Runtime Instruction Morphing is the instruction-generation technique proposed by MorFuzz for processor fuzzing. Rather than relying only on statically generated tests, MorFuzz collects contextual information from the processor at runtime and uses it to mutate instructions dynamically. The stated goal is to produce instructions with valid formats and meaningful semantics, so that generated mutations are actually executed and coverage reflects the effect of those mutations.^[1]

Role in MorFuzz

MorFuzz uses runtime instruction morphing to dynamically generate diverse and meaningful instruction streams based on runtime information. The technique works together with MorFuzz's stimulus template, an input structure that provides primitives for mutating inputs across processor state, instruction-field, and program-semantic levels.^[2]

Because the mutated instructions are executed, MorFuzz reports that the resulting coverage can correctly reflect the effects of the mutations, supporting mutation guidance during fuzzing.^[1]

Morphing behavior

The morpher uses runtime context to guide subsequent instruction generation. One documented mechanism is a sliding window that records the destination register field rd of instructions that are still executing in the pipeline. The morpher can reuse registers from this window as rs and rd fields in later template instructions, thereby generating pipeline-hazard patterns such as read-after-write and write-after-write.^[3]

Runtime instruction morphing is not restricted only to legal instruction-space exploration. MorFuzz's morpher still attempts illegal cases with a small probability, because input space outside the specification can expose bugs such as illegal-opcode and illegal-operand bugs.^[4]

Execution model

With the stimulus template, MorFuzz morphs template instructions on the fly to produce diverse and meaningful instruction streams. The fuzzing setup allows the device under test to continuously execute these streams in a loop without additional initialization, which the paper states significantly improves fuzzing performance.^[5]

Relationship to co-simulation

Runtime instruction morphing is part of MorFuzz's broader fuzzing workflow, while correctness checking is handled through synchronizable co-simulation. MorFuzz applies online co-simulation using an ISA simulator running in parallel with the device under test; both execute the same inputs, and their states are compared after instruction execution.^[6]

Reported context

The MorFuzz paper reports that MorFuzz achieved higher coverage than DifuzzRTL and riscv-dv and was evaluated on CVA6, Rocket, and BOOM, discovering 17 new bugs with 13 CVEs assigned.^[7]

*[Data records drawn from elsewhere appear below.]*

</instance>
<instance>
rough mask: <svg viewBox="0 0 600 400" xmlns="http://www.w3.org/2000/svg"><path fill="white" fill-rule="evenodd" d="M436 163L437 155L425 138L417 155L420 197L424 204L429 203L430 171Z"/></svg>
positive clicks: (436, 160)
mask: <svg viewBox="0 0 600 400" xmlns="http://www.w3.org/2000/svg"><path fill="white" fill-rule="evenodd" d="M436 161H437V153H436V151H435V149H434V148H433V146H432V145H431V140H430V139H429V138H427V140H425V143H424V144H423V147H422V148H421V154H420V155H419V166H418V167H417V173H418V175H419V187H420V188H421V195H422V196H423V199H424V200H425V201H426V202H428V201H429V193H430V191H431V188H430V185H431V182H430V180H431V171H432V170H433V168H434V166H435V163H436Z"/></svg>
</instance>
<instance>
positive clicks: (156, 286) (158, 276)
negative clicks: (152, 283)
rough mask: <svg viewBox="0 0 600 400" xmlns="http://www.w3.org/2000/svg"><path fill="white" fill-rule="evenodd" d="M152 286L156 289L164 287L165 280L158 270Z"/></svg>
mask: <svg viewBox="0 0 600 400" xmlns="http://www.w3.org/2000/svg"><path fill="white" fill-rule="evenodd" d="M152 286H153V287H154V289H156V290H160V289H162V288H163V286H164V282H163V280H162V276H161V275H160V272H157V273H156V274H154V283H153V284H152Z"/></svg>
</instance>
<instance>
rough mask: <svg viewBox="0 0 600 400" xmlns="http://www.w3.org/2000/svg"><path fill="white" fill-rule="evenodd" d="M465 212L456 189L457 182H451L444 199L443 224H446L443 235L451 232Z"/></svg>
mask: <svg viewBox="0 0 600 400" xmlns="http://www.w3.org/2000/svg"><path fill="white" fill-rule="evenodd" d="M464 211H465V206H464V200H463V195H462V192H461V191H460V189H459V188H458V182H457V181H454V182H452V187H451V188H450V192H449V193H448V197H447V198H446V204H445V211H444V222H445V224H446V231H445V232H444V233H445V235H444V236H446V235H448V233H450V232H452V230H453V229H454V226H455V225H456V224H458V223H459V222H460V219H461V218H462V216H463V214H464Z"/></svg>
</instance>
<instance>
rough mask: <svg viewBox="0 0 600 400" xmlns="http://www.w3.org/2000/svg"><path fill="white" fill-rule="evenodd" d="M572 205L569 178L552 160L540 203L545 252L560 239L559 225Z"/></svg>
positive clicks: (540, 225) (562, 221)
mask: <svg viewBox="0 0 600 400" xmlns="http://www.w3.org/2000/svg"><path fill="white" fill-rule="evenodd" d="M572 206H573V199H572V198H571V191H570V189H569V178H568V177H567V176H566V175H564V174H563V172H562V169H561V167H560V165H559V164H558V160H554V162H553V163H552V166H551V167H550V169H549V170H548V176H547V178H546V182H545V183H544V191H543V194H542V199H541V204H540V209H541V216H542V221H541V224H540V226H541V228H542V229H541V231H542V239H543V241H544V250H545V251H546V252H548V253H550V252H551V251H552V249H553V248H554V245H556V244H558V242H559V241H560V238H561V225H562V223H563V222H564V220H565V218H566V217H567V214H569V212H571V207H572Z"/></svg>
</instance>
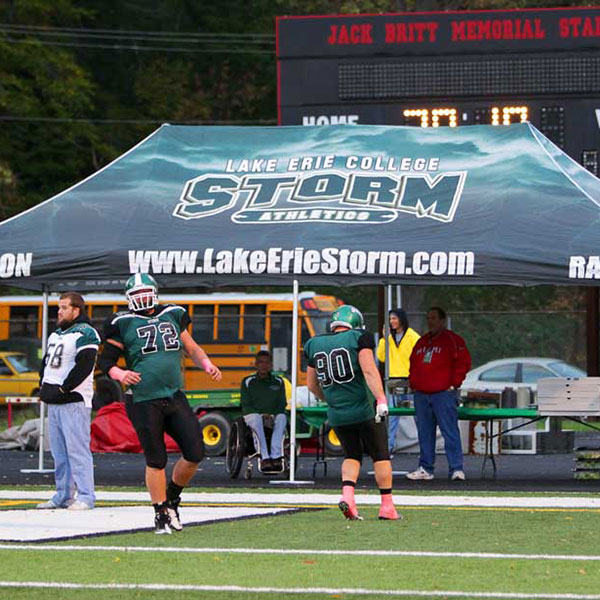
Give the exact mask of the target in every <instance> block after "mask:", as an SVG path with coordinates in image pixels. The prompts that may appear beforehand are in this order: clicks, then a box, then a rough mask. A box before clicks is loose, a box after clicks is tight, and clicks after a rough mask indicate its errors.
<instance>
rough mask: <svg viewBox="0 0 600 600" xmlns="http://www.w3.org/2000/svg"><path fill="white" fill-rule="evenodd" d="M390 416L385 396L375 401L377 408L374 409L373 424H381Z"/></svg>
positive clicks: (389, 411) (376, 407)
mask: <svg viewBox="0 0 600 600" xmlns="http://www.w3.org/2000/svg"><path fill="white" fill-rule="evenodd" d="M389 414H390V409H389V408H388V405H387V400H386V398H385V396H384V397H383V398H378V399H377V406H376V407H375V423H381V421H383V420H384V419H385V418H386V417H387V416H388V415H389Z"/></svg>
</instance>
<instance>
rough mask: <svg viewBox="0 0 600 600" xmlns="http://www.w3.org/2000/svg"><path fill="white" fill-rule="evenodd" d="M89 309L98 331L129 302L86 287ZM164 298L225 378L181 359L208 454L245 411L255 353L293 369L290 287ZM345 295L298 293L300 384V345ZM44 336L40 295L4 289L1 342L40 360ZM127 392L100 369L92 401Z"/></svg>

^[1]: MorFuzz proposes an instruction morphing technique that collects contextual information from the processor at runtime to mutate instructions with valid formats and meaningful semantics. ^[2]: MorFuzz's stimulus template provides primitives to mutate inputs at processor-state, instruction-field, and program-semantic levels. ^[3]: The morpher records destination registers of in-flight instructions and uses them to create read-after-write and write-after-write hazards. ^[4]: The morpher still tries illegal cases with small probability because out-of-specification input space can be a source of bugs. ^[5]: MorFuzz morphs template instructions on the fly into diverse and meaningful instruction streams. ^[6]: MorFuzz uses online co-simulation with an ISA simulator and the device under test executing the same inputs. ^[7]: The MorFuzz paper reports coverage improvements and bug discoveries on real-world RISC-V processors.